Making highly capable Llama tools free on its messengers will likely demonetize most of the offerings by other LLM vendors. And since most of the other tools are based on models that are not open source, the level of public trust to Meta’s tools should be significantly higher. Open source approach is strategic and helps the entire industry grow for one clear purpose – building trust and achieving world-scale validation of Meta’s internal models to avoid the many fiascos experienced by Google and others in the past.

PARIS, FRANCE – JUNE 14: Vice President and Chief AI Scientist at META, Yann LeCun attends the Viva … [+] Technology conference at Parc des Expositions Porte de Versailles on June 14, 2023 in Paris, France. Yann LeCun is a French artificial intelligence (AI) and artificial vision researcher. (Photo by Chesnot/Getty Images)

Getty Images

Currently, Meta Llama3 outperforms other published models in most benchmarks.
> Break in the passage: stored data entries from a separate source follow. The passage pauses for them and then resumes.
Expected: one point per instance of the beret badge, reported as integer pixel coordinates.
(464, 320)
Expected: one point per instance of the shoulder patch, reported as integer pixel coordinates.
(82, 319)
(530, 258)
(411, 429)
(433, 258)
This could very well be the dusk of the era of hot overvalued startups developing their own LLMs and the dawn of a new era where all consumer-facing LLMs belong to only a few prominent players just as we saw with search. And Meta will be the dominant player in this game.

I contacted Yann LeCun for a comment, and he disagreed. “Quite the opposite: high-performance open source models open the door to a large variety of players who can fine-tune those models for particular languages, cultures, value systems, political leanings, and centers of interest.”

And I hope he is right and Meta continues to open source its powerful models for the community to thrive.

The King is Dead, Long Live the King!

Llama3 rocks in most benchmarks. As its developers reported on X, it outperforms all other open-source models and is likely to outperform most of the top models in many benchmarks.

Ahmad Al-Dhale, Vice President of GenAI at Meta, shared the benchmarks comparing the leading open source models.

Dr. Ashton Zhang research scientist at Meta working on Llama and the author of “Dive into Deep Learning” open source book on AI tweeted the benchmarking data with commentary.

The 70B model can run on your laptop. You can run Llama3:Instruct on you Macbook Pro with M1 chip (my configuration). Here is how easy it is with Open-WebUI.

So what should AI startups be focusing on?

In my opinion, they should be using the most powerful LLMs from the larger players and focusing on AI models where Meta, Microsoft, Amazon, and Google have little or no expertise and where validation of the model output requires significant domain expertise and experimentation. For example, at Insilico Medicine we developed multiple multimodal multiomics LLMs for chemistry and biology including the PreciousGPT series for aging research. It is virtually impossible to generate the data and validate these models at scale without a high-throughput fully-automated experimental laboratory and significant experience in these specialist domains. Transformers trained on text and imaging are not capable of solving these domain specific tasks but are capable of helping to plan, execute, and analyze the work of domain-specific models trained on biology and chemistry data types.